Metal işçilerinin 2015’teki mücadelesinde öne çıkan fabrikalardan biri olan TOFAŞ’ta işçilerin Çelik-İş’e öfkesi büyüyor. O dönemde iradelerini ve taleplerini hiçe sayan Türk Metal’den istifa eden işçiler, büyük umutlarla Hak-İş’e bağlı Çelik-İş’e üye oldular. Ancak Çelik-İş de işçilerin iradesini hiçe saydı ve Dytech’te yaşananlar TOFAŞ’ta da yaşandı. Çelik-İş işçileri yarı yolda bıraktı, Dytech işçilerinin ifadesiyle onları sattı! TOFAŞ’ta yetki Türk Metal’e bırakıldı ve Çelik-İş Tofaş Şubesi yönetim tarafından, işçilerden habersiz bir şekilde boşaltılarak kapatıldı.
İşçiler, MESS’in talebiyle Çelik-İş ve Türk Metal arasında anlaşma yapıldığını dile getiriyorlar. Maysan ve İSDEMİR’de yetkinin Çelik-İş’te kalması koşuluya TOFAŞ ve Dytech’te yetkinin Türk Metal’e bırakıldığını ifade ediyorlar. Sendikanın işçilerin iradesini hiçe saydığını, pazarlıklara ve takaslara konu ettiğini, MESS’in ve Türk Metal’in istekleri doğrultusunda hareket ettiğini söylüyorlar. İşçiler büyük bir öfkeyle arada başka ne tür pazarlıklar yapılmış olabileceği konusunda fikir sahibi olmadıklarını söylüyorlar.
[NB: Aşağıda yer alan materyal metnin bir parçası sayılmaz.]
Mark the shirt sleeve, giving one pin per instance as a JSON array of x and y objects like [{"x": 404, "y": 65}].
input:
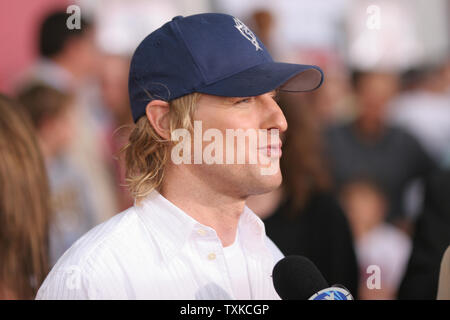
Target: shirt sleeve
[{"x": 276, "y": 253}]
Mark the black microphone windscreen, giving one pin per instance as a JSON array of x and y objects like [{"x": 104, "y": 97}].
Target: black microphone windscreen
[{"x": 297, "y": 278}]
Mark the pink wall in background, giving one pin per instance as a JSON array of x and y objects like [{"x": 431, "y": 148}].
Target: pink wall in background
[{"x": 19, "y": 23}]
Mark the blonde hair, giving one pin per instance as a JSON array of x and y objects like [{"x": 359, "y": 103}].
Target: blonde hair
[
  {"x": 146, "y": 153},
  {"x": 24, "y": 206}
]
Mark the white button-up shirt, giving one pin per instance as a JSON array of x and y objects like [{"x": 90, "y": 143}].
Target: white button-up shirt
[{"x": 157, "y": 251}]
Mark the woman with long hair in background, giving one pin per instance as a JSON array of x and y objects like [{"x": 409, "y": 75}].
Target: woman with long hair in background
[{"x": 24, "y": 206}]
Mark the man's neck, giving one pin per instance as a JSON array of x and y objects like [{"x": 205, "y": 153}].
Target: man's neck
[{"x": 207, "y": 206}]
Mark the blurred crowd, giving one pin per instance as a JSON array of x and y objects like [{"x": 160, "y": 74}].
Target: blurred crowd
[{"x": 366, "y": 158}]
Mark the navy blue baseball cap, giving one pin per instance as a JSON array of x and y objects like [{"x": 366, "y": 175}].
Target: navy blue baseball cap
[{"x": 209, "y": 53}]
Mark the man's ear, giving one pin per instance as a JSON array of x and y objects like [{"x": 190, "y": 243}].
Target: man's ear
[{"x": 157, "y": 112}]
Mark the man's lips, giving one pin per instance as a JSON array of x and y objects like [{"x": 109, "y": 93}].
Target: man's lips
[{"x": 273, "y": 150}]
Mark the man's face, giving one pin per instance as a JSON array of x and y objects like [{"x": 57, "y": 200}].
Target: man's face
[{"x": 254, "y": 116}]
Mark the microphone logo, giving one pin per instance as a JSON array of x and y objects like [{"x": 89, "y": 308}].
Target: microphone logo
[{"x": 333, "y": 293}]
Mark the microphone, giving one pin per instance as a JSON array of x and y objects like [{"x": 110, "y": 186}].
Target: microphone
[{"x": 297, "y": 278}]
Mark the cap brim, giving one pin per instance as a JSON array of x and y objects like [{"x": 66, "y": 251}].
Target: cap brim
[{"x": 265, "y": 78}]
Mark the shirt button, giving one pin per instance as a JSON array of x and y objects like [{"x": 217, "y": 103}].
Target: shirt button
[
  {"x": 211, "y": 256},
  {"x": 201, "y": 232}
]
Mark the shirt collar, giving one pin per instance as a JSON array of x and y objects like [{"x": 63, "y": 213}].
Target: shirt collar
[{"x": 173, "y": 227}]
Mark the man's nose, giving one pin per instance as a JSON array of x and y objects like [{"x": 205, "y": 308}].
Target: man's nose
[{"x": 273, "y": 116}]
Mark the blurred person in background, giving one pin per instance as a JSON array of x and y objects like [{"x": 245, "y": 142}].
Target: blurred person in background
[
  {"x": 431, "y": 239},
  {"x": 303, "y": 217},
  {"x": 52, "y": 114},
  {"x": 69, "y": 63},
  {"x": 368, "y": 147},
  {"x": 114, "y": 90},
  {"x": 376, "y": 242},
  {"x": 24, "y": 206},
  {"x": 423, "y": 109}
]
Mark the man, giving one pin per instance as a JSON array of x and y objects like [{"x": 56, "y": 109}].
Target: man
[
  {"x": 368, "y": 148},
  {"x": 189, "y": 234},
  {"x": 444, "y": 277}
]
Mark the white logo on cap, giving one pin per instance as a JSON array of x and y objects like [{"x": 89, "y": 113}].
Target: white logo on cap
[{"x": 247, "y": 33}]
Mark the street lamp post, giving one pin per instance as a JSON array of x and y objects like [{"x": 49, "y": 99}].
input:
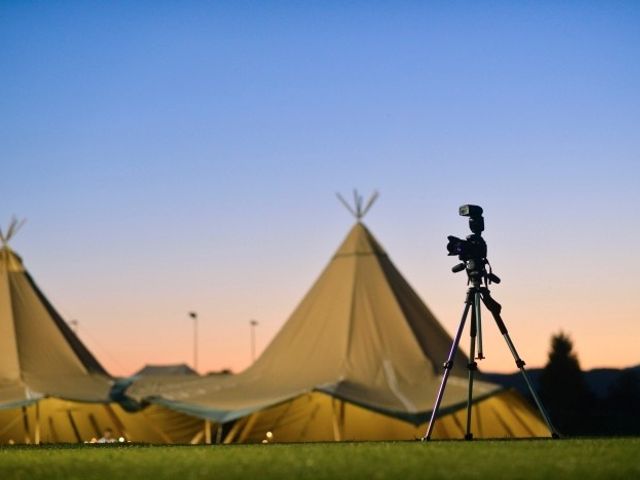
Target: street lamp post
[
  {"x": 194, "y": 316},
  {"x": 253, "y": 324}
]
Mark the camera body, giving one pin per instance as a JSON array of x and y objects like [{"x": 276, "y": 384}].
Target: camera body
[
  {"x": 474, "y": 246},
  {"x": 473, "y": 250}
]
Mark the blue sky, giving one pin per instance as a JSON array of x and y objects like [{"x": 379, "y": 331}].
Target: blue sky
[{"x": 190, "y": 151}]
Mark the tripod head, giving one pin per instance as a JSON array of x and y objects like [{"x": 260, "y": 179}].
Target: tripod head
[{"x": 472, "y": 252}]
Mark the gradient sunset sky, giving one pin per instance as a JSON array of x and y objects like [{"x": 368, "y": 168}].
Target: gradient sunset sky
[{"x": 179, "y": 156}]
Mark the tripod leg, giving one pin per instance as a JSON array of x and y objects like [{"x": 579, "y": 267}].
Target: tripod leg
[
  {"x": 448, "y": 365},
  {"x": 495, "y": 308},
  {"x": 472, "y": 365},
  {"x": 476, "y": 305}
]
Haklarını korumak için sendikal örgütlülüğe ihtiyaç duyduklarını dile getiren işçiler, bu ihanete büyük tepki duyuyorlar. Sendika yöneticilerinin korumalarla gezdiğini, işçileri sıkı bir denetim altında tuttuklarını, sorularına cevap alamadıklarını dile getirerek tepki gösteriyorlar. Bir yol haritası belirlemeye ihtiyaçları olduğunu açıklıyorlar. Yaşananlar ortaya koyuyor ki tüm fabrikalarda olduğu gibi TOFAŞ’ta işçilerin temel ihtiyacı güçlü bir iç örgütlülüktür. İşçiler örgütlü olmadan, kendi güçlerine güvenmeden ve mücadele etmeden kazanamazlar! Sendikaları değiştirip dönüştürecek, engel olanları fırlatıp bir kenara atacak olan işçilerin kararlı ve bilinçli mücadelesidir! “Metal Fırtına”nın ardından yaşanan tüm sorunlar bu gerçeği bir kez daha doğrulamıştır.